The pathology report read as follows: "The extensive nature of the non-necrotizing granulomatous inflammation with associated fibrosis, as well as the distribution with an apparent lymphatic pattern, raise the possibility of background fibrotic sarcoidosis.The fungus has morphologic features consistent with Aspergillus, and is mainly present within the cavity without tissue invasion.  However, there are some areas of acute inflammation and necrosis associated with the cavity, and thus a semi-invasive infectious process cannot be excluded. Furthermore, the possibility that the background pulmonary non-necrotizing granulomatous inflammation is due to infection cannot be completely excluded, although it seems less likely based on overall morphologic features". So well thought-out!
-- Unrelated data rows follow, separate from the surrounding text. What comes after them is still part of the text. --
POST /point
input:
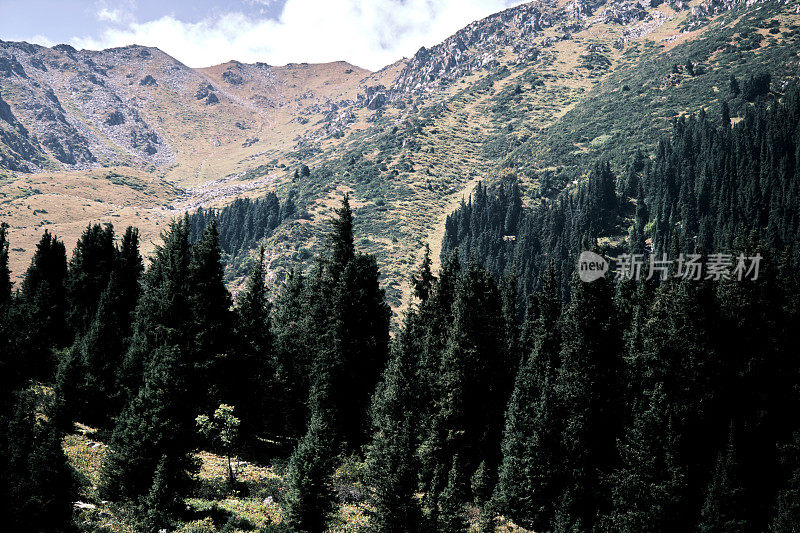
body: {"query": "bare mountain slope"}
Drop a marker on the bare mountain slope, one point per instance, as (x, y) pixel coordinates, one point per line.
(538, 91)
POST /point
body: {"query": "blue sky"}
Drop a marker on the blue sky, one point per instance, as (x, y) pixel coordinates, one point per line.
(368, 33)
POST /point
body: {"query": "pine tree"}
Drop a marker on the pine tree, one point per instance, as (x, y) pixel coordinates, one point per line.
(37, 482)
(722, 510)
(157, 422)
(649, 484)
(310, 497)
(86, 377)
(295, 346)
(212, 320)
(452, 515)
(250, 373)
(5, 273)
(351, 324)
(43, 294)
(588, 385)
(160, 504)
(527, 484)
(390, 464)
(89, 270)
(423, 279)
(787, 515)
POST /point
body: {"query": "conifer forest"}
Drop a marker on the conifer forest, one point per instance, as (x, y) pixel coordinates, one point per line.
(609, 343)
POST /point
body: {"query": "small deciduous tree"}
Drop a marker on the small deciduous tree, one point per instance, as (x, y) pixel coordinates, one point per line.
(223, 430)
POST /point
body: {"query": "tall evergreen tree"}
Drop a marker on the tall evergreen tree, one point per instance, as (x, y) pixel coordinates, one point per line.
(43, 293)
(212, 320)
(250, 373)
(89, 270)
(38, 485)
(5, 273)
(527, 486)
(722, 510)
(588, 385)
(391, 464)
(309, 501)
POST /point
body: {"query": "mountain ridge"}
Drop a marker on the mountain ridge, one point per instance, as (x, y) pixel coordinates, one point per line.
(502, 95)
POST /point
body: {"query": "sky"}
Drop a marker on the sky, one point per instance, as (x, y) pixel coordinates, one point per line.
(367, 33)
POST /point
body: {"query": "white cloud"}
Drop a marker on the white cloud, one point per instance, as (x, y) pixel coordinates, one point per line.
(109, 15)
(42, 40)
(368, 33)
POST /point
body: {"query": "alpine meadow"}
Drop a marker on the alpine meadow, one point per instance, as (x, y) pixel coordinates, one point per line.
(542, 276)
Essentially, the pathologist believes that the patient has underlying fibrotic sarcoidosis but cannot exclude the possibility that the disease is merely caused by infection.

Azole Resistance

Operative cultures grew Aspergillus fumigatus. No surprise there. We continued isavuconazole. On postoperative follow-up, the surgical incision was healing well. However, the patient endorsed worsening hemoptysis (always a concerning symptom as it can be potentially life-threatening). 
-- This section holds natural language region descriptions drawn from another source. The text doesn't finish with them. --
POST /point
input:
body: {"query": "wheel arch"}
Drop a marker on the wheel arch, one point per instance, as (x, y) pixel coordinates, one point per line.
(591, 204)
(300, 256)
Antifungal susceptibility testing showed resistance to two azole antifungals. Minimum inhibitory concentrations (MICs) in mcg/mL: Itraconazole 0.5, voriconazole 2, posaconazole 0.25 and isavuconazole 2. 

Is azole-resistant Aspergillus fumigatus present in the US? Apparently, it is! Prolonged mold-active azole exposure in a patient with mycetoma is the perfect setting for emergence of resistance. 
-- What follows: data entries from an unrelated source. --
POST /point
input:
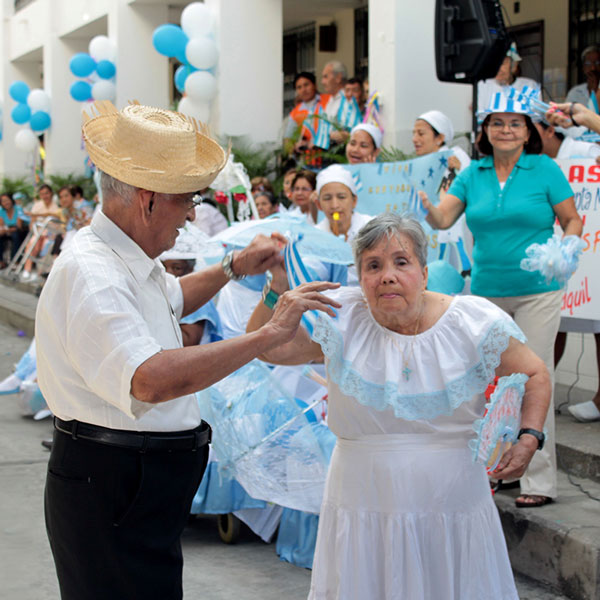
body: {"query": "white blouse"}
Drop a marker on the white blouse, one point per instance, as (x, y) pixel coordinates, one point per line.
(451, 365)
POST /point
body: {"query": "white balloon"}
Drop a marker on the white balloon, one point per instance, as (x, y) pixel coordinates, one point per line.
(26, 140)
(198, 110)
(202, 52)
(201, 86)
(104, 90)
(103, 48)
(196, 19)
(38, 100)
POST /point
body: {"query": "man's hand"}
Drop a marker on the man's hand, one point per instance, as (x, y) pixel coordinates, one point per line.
(514, 462)
(292, 304)
(260, 255)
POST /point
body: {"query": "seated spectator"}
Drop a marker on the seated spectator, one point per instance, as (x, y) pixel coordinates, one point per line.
(505, 77)
(266, 204)
(587, 93)
(303, 187)
(42, 208)
(364, 144)
(13, 229)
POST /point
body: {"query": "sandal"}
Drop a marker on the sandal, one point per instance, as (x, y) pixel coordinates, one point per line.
(532, 501)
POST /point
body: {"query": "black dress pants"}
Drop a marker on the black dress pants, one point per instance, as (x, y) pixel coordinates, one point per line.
(115, 516)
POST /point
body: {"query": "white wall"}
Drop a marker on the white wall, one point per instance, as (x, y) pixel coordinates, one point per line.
(250, 70)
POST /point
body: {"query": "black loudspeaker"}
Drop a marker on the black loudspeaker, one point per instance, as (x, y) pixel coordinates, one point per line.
(470, 40)
(327, 38)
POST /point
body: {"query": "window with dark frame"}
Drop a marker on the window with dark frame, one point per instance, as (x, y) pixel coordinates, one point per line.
(298, 55)
(584, 30)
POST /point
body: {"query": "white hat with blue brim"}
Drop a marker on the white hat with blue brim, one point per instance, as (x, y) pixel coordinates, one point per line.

Acquisition of resistant strains from the environment has been reported in Western Europe (mainly in the Netherlands). It has been proposed that this is related to the use of fungicides in agriculture. Paul Verweij has extensively studied azole resistance in aspergillosis. Those interested should definitely review his work. At a national reference center for chronic pulmonary aspergillosis in the United Kingdom, we reported a rate of 16.7% of pan-azole resistance. Most of these patients had prolonged exposure to azole antifungals. Using high-volume sputum culture we were able to greatly enhance the detection of Aspergillus species and run antifungal susceptibility testing. This work was led by Malcolm Richardson.

Interestingly, resistance to voriconazole may be accompanied by resistance to isavuconazole. This has to do with the specific target and mechanism of drug action. As outlined above, the patient had prolonged exposure to both voriconazole and isavuconazole. We were left with posaconazole as the only treatment option (I would be very hesitant to use itraconazole in a patient with severe voriconazole-associated peripheral neuropathy). Novel antifungals with in vitro activity against Aspergillus include ibrexafungerp, olorofim and fosmanogepix. These are promising treatment options for azole-resistant strains. 

Closing the Case

The patient went for right upper lobectomy two months after the initial surgery. I believe that he is at risk for recurrent disease given his high fungal burden. Risk factors have not been clearly delineated. The risk of recurrence may be higher in the setting of  intraoperative fungal spillage or dense adhesions to the pleura. There may be genetic factors (Future research will show). We are continuing antifungal treatment for 12 months postoperatively and keeping an eye for emergence of posaconazole resistance.

By the way, do you know how Aspergillus got its name? The organism was first catalogued in 1729 by the Italian priest and biologist Pier Antonio Micheli. Viewing the fungi under the microscope, Micheli was reminded of the shape of the aspergillum that is used to sprinkle holy water.